Distributed Morphology

The theory of Distributed Morphology

The theoretical approach of Distributed Morphology (DM) can be seen as one of the recent developments in Generative Theory. It was originally introduced in Halle & Marantz (1993) and later developed in Halle & Marantz (1994), Halle (1997), Marantz (1996, 1997), and subsequent work. The core idea of DM is the existence of a single generative component – namely, syntax – capable of building complex structures by combining smaller units in a systematic and hierarchical way. It represents, thus, a departure from lexicalist models, in which not only syntax, but also the lexicon, is able to employ generative mechanisms. Therefore, DM breaks the boundaries between sentence and word formation, which means it treats both sentences and words as being built by the same operations, implemented in the same component.

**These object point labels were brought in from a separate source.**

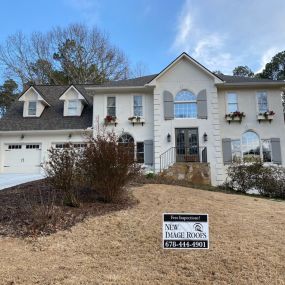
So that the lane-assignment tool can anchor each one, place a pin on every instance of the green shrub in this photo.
(268, 180)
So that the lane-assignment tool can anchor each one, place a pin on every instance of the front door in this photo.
(187, 145)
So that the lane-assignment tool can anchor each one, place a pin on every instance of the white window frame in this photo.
(29, 109)
(115, 107)
(184, 103)
(257, 103)
(261, 149)
(141, 106)
(228, 103)
(72, 110)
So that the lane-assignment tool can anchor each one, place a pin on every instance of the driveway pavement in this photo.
(9, 180)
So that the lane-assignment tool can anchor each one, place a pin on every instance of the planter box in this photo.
(234, 119)
(136, 121)
(112, 122)
(265, 118)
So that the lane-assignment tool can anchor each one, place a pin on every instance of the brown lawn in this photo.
(247, 244)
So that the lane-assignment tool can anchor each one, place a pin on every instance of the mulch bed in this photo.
(31, 209)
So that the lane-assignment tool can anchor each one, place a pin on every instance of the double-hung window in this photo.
(111, 106)
(32, 108)
(185, 105)
(140, 152)
(138, 108)
(266, 150)
(72, 107)
(262, 103)
(232, 102)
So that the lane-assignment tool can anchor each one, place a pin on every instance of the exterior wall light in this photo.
(168, 137)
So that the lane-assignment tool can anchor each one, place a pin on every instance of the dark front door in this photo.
(187, 145)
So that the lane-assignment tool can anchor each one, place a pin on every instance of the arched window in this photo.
(250, 145)
(185, 105)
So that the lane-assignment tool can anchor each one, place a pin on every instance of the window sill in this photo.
(263, 118)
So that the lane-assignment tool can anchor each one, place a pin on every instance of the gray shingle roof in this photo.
(52, 117)
(139, 81)
(241, 79)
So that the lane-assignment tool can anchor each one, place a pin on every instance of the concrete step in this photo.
(195, 172)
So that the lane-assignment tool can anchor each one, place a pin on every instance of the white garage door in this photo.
(22, 158)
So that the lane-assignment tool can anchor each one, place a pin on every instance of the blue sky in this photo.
(220, 34)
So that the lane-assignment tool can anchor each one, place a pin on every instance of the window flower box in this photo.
(136, 120)
(266, 116)
(234, 116)
(111, 120)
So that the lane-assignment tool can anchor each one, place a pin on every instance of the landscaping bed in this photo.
(24, 209)
(125, 247)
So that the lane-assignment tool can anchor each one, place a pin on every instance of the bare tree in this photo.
(138, 70)
(75, 54)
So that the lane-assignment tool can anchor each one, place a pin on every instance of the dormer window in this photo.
(32, 108)
(34, 103)
(72, 107)
(73, 101)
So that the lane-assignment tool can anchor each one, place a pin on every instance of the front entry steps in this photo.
(194, 172)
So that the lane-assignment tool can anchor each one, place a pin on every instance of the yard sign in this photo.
(185, 231)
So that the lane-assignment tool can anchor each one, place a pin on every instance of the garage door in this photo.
(22, 158)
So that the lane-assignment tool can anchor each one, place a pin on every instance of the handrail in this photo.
(182, 154)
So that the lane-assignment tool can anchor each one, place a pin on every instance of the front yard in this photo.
(247, 237)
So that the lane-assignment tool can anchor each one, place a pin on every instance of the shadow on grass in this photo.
(34, 209)
(157, 179)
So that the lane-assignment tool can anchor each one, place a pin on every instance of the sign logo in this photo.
(185, 231)
(198, 227)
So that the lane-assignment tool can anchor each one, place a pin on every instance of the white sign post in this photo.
(185, 231)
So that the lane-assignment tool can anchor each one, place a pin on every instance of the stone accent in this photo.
(195, 172)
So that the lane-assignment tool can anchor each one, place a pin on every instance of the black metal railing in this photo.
(182, 154)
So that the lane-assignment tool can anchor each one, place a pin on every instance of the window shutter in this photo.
(202, 110)
(168, 105)
(227, 151)
(148, 152)
(276, 150)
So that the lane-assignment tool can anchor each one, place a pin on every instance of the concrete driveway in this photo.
(9, 180)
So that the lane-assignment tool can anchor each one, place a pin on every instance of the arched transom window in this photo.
(250, 144)
(126, 139)
(185, 105)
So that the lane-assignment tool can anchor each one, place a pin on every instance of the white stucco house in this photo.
(184, 114)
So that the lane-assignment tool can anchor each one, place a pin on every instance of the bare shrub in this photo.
(108, 166)
(64, 174)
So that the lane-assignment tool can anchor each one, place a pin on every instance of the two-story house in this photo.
(183, 114)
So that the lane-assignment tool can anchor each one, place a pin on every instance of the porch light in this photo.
(168, 137)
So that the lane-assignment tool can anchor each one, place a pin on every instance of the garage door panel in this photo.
(24, 158)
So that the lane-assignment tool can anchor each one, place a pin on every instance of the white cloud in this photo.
(88, 8)
(243, 34)
(207, 48)
(266, 57)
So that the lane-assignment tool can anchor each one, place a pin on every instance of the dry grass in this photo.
(247, 237)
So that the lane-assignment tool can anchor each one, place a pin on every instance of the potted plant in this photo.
(136, 120)
(265, 116)
(109, 120)
(234, 116)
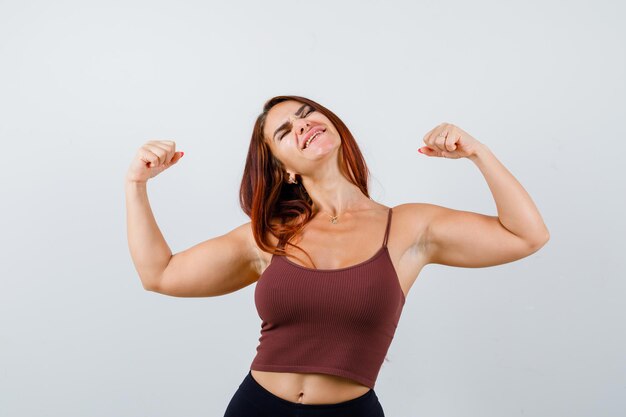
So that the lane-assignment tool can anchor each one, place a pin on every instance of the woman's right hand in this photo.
(154, 157)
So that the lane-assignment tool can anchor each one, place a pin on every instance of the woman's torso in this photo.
(356, 237)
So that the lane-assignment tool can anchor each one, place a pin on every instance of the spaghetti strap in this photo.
(387, 231)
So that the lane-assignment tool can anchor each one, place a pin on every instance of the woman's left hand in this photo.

Under such an approach, the idea of a lexicon is greatly weakened, and DM postulates that many properties traditionally associated with it are distributed across the derivation. Specifically, the model makes use of three lists, each of them storing different types of information; those lists are accessed at specific moments of the derivation, when their information becomes necessary. Even if we cannot say that these ideas were new at the time (as the authors themselves acknowledge the inspiration in work by Lieber (1992), Aronoff (1992), and Beard (1991), to mention a few), the proposal of deriving words within syntax and combining it with post-syntactic phonological insertion and readjustments in a single grammar model is responsible for the novelty of Distributed Morphology.